#photofictions #07 | le monde commence

Elle tient l’enfant serré contre elle, il est assis sur ses genoux. Elle ignore l’objectif braqué sur elle.

Au risque de l’intime, elle se laisse photographier, et fait même comme si on ne la photographiait pas. L’intime sera toujours plus acceptable s’il a au moins l’air naturel. Elle a l’habitude de ne pas reconnaître le soi-disant soi-même qui apparait sur l’image. Elle sait que la réalité ne correspond pas à ce que l’on perçoit.

Au risque de l’intime, on peut laisser une photographie dévoiler ce qui nous reste inconnu. Le photographe prend le risque de ne pas faire correspondre ce qu’il voit et l’image qui en sera la seule trace. Comment faire pour qu’au moment du déclic ce qu’on a cru saisir ne disparaisse pas ?

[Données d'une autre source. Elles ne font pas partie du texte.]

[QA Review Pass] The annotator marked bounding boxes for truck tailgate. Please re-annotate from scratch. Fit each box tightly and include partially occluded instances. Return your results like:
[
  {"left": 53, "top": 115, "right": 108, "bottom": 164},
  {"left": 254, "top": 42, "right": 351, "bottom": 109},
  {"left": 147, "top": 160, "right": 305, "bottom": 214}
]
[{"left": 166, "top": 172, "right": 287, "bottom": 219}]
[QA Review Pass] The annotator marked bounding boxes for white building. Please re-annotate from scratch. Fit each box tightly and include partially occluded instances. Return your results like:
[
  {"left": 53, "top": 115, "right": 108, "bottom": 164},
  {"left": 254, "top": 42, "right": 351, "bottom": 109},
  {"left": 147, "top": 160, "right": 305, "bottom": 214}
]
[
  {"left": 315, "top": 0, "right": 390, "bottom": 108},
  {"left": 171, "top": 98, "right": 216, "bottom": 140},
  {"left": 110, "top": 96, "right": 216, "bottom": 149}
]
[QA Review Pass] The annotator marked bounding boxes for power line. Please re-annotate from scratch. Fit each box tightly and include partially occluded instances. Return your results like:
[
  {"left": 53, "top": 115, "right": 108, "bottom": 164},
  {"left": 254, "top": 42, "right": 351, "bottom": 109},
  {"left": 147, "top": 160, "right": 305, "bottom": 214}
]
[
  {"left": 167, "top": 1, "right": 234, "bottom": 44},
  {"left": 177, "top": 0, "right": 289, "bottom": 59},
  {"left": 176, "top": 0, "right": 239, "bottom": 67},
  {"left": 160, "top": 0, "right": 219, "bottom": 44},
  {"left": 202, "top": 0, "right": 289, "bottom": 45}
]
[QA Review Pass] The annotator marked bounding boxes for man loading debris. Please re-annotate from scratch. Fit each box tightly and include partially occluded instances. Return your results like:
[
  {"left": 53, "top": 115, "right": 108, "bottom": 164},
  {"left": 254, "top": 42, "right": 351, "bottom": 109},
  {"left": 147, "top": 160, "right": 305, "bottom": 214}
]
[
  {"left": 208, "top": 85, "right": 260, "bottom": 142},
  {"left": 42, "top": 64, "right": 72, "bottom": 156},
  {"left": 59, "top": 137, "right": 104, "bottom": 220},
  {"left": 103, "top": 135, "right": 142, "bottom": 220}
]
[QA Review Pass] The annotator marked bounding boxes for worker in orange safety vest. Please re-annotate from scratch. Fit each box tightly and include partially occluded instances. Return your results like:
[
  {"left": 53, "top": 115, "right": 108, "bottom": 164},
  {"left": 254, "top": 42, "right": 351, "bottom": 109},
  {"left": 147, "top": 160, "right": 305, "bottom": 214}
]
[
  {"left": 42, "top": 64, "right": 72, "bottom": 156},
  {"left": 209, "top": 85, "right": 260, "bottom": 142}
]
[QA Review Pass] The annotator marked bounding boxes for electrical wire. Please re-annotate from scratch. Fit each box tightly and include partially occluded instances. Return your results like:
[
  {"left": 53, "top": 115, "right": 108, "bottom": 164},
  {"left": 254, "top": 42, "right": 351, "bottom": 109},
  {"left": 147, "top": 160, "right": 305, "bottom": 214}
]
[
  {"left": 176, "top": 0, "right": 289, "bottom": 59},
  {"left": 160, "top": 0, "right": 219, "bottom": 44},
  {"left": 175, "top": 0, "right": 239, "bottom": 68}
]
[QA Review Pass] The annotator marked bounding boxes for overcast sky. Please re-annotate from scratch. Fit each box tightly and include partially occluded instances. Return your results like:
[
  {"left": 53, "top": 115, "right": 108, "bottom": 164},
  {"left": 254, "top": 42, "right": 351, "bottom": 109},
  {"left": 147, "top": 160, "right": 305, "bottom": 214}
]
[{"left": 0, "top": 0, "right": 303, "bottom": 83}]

Elle ne regarde pas vers celui qui la regarde, c’est une scène du quotidien, un moment d’attention porté à ce que dit quelqu’un qui doit se trouver sur la gauche. Dans cet espace de l’intimité familiale, le photographe se fond dans le décor, personne ne fait attention à lui.

Personne sauf l’enfant qui doit avoir six mois et qui est déjà entré en dissidence. Il est en salopette courte bleue rayée, ses jambes et ses pieds sont nus, comme on laisse les bébés. Il porte un bavoir qui remonte serré jusqu’au cou, signe distinctif des bébés. Il a le cheveu brun et fin, ébouriffé comme le duvet d’un poussin. Les bébés ne s’apprêtent pas pour les photographies, ils ont toujours l’air de sortir de l’œuf. Les sourcils sont froncés, déjà, les deux yeux noirs ronds comme des boutons de porte fixent interloqués l’objectif. Dans l’injonction silencieuse des deux grands trous noirs qui s’ouvrent sur le monde, dans cette présence immédiate aux choses qui ne s’embarrasse pas de l’intime, le temps déborde. Le photographe saisit le moment troublant où c’est le sujet qui le regarde qui le fait exister et donne un sens à son geste. Le reste n’a plus d’importance, le monde commence.

A propos de Olivia Scélo

Enseignante. Bordeaux. À la recherche d'une gymnastique régulière d'écriture.

4 commentaires à propos de “#photofictions #07 | le monde commence”

  1. Merci Marie, une consigne qui pousse à porter un autre regard sur les photos de famille.

  2. « Comment faire pour qu’au moment du déclic ce qu’on a cru saisir ne disparaisse pas? »
    oui comment ? bon parfois autre chose apparaît. Merci Olivia

  3. Une vraie question de photographe qui pose le sujet de l’intime et celui de la sincérité du regard posé. Et celui qui fait exister, c’est très juste « c’est le sujet qui le regarde qui le fait exister et donne un sens à son geste ».